In its 2019 survey report of Cyprus's economy following its 2013 bailout, the IMF said Cyprus has made significant progress in recovering from the financial crisis but challenges remain in sustaining the relatively robust growth momentum, including bad debts.

"In this context, the amendments to the foreclosure framework, which were recently approved by the parliament but have not entered into effect and are currently being reviewed by the Supreme Court, are a setback creating uncertainties for NPL reduction and deleveraging of the economy," the IMF said.

"Increasing external headwinds are slowing near-term growth, while a sizable debt overhang and weak productivity growth also hold back medium-term growth potential," it said.

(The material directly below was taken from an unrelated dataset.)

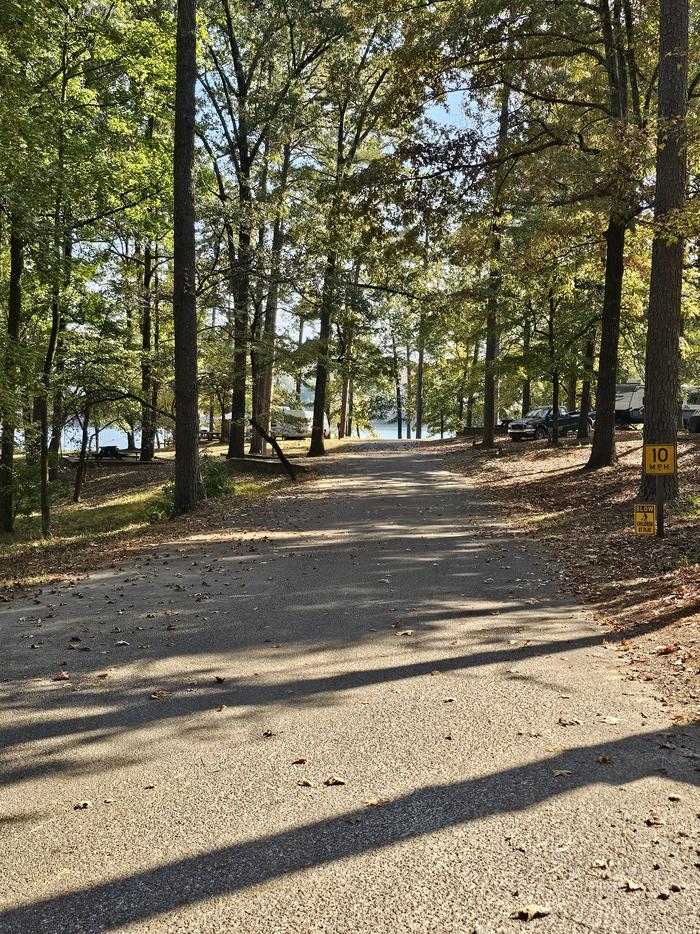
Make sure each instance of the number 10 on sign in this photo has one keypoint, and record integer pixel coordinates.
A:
(659, 459)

Its warning came as Cyprus was counting the cost of the Tomas Cook collapse, which has been estimated at 50 million euros (55 million U.S. dollars) in lost income from tourism in a not so good year.

Economists also concluded that the amendments brought by the opposition are undermining the Estia (house) plan offering reductions in the dues of low-income loan owners to help them start repaying their mortgage, thus reducing the volume of non-performing loans held by banks.

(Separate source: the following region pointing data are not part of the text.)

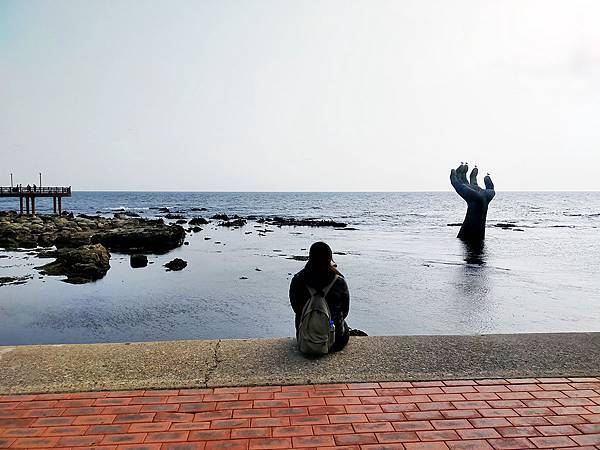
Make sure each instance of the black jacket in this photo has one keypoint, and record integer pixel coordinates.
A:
(338, 300)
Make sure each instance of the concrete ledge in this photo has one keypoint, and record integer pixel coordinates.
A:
(181, 364)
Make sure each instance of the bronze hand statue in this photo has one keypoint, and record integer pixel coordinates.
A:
(478, 199)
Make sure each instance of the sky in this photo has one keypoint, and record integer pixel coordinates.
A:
(299, 95)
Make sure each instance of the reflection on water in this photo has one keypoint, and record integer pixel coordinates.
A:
(474, 252)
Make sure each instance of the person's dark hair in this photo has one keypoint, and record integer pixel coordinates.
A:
(319, 269)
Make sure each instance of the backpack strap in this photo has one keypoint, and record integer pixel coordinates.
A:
(325, 290)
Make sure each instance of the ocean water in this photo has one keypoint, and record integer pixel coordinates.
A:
(407, 272)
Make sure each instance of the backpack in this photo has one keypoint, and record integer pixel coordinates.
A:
(316, 332)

They said eligible loan owners are delaying their participation in the plan, in the hope that the amendments introduced to the foreclosures and insolvency legislation by opposition parties will lead to the government offering bigger reductions of their loans.

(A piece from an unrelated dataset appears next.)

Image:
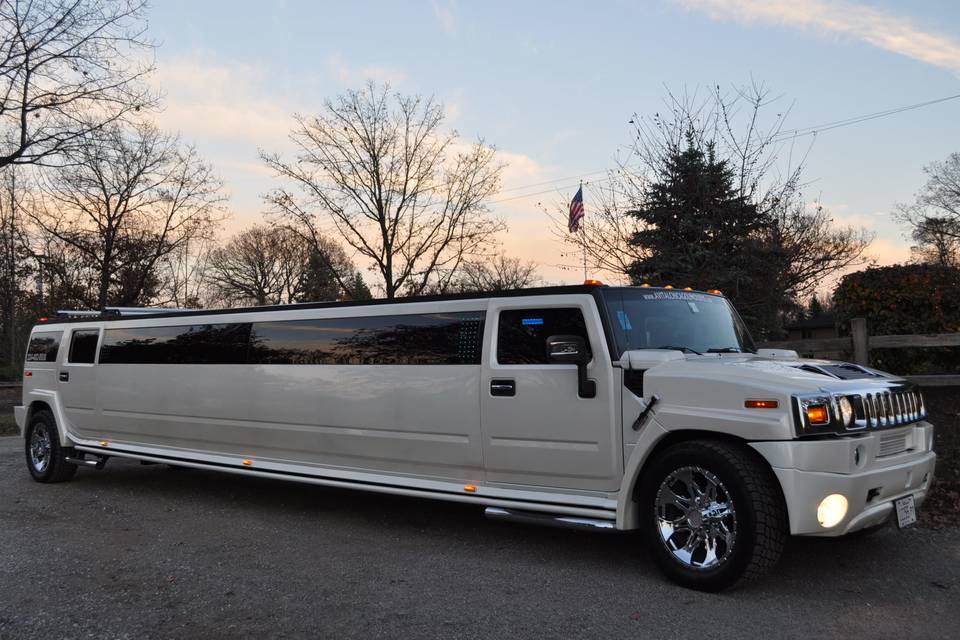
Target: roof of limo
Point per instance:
(186, 313)
(591, 288)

The IMF said policies should focus on reforms to secure financial stability and raise the growth potential of the economy, diversify markets, lower NPLs and private, build bank capital buffers, reduce public debt and to increase productivity through institutional reforms.

It added that longer-term economic growth potential is hindered by weak productivity growth, reflecting financial sector weakness as well as broader institutional bottlenecks and a slow pace of technology diffusion.

"Policies should thus focus on reforms to secure financial stability and strengthen growth potential by enhancing efficiency and productivity," the IMF added.